Bush showed her gratitude for Wolf in casting her in a role of a strong female on Chicago P.D. “It’s not an accident I play women who are strong and outspoken. I don’t know how to be anything but that. I like that my role conveys to young women that they can be the hero of their own story. It gives you purpose.”
Wolf gave credit to those he’s worked with over the years for his success. “TV is the most collaborative art form in history, more than movies. I get way too much credit but then I get all of the blame. The idea is to go eight or ten years or longer. I hire great people like Oliver Platt, who goes to hospital to meet people to research for his role. I get to to work with incredibly talented writers, producers, and actors. Peter Jankowski and Arthur Forney have been with me for years.” He also noted the importance of job creation saying, “We want to get as many people in the tent as possible every week. We’re doing 87 hour of TV this year. There have been over 40,000 actors employed on Dick Wolf shows, counting NYC and Chicago shows.”
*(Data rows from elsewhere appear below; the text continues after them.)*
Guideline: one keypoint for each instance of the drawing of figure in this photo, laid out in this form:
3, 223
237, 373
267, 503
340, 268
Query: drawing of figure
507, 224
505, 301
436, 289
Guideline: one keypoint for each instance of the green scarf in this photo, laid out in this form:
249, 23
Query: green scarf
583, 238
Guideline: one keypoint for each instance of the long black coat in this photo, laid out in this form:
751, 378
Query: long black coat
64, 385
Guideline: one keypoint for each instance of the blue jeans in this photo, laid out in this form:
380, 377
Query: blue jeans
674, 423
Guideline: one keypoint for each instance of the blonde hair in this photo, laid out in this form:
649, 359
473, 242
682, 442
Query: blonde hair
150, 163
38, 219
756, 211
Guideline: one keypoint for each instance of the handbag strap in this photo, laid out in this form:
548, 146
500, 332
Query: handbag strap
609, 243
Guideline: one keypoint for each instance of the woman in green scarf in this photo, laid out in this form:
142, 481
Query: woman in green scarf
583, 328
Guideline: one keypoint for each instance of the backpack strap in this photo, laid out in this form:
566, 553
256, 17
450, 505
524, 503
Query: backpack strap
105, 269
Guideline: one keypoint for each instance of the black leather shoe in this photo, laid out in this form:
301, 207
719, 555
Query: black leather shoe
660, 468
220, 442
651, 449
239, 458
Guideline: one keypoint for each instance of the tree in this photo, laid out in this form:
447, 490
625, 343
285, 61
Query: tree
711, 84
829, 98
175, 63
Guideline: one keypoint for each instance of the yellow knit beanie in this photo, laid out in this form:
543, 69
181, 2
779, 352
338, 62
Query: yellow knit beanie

He ended the panel by thanking his fans: “This has been the best ride that anybody’s ever had in this medium. It’s incredibly gratifying. The best stories come out of real life and real people. Great writers and actors make it fun to watch.”
The week of events closed out with FX’s AMERICAN HORROR STORY with creator Ryan Murphy in attendance along with his stable of actors. While many were hoping the writer would reveal the big theme for the next season of the series, Murphy happily disappointed, saying, “The interesting thing about the next season is that we’ve been working on two ideas at once, which we’ve never done.” The juggling act meant that Murphy’s new anthology wasn’t ready for a big reveal just yet.
Murphy did hint that the series has always been influenced by “the opera” and “the innocence of children, their wide-eyed way into it. … Both ideas we’re working with have elements of children.” He also confirmed that the panel of actors with him for the day – Kathy Bates, Denis O’Hare, Angela Bassett, Sarah Paulson, Finn Wittrock, Wes Bentley, Cheyenne Jackson, and Matt Bomer – will return next season. It was later announced via radio that Lady Gaga would be returning as well.
The week and a half of events showed not only the diverse casts, creators, and stories currently on television, but in the presentation of Dick Wolf as a centerpiece, PaleyFest highlighted television’s ability to evolve in real time with its audience and the strong relationship between the teams and their fans. Whether it was Billie Lourd borrowing a pair of earmuffs from and audience or Ice-T making jokes only fans of his twenty years of working with Wolf would understand, the fans are as much a part of the show as anyone on a panel, making PaleyFest a one-of-a-kind series.
Emily is a writer and television obsessor. If desired, Emily will talk to you at potentially-annoying-length about topics such as why the CW is her favorite channel, the current amazing state of underground comedy, and how she avoids TV/films about zombies because most of them do not chew with their mouths closed.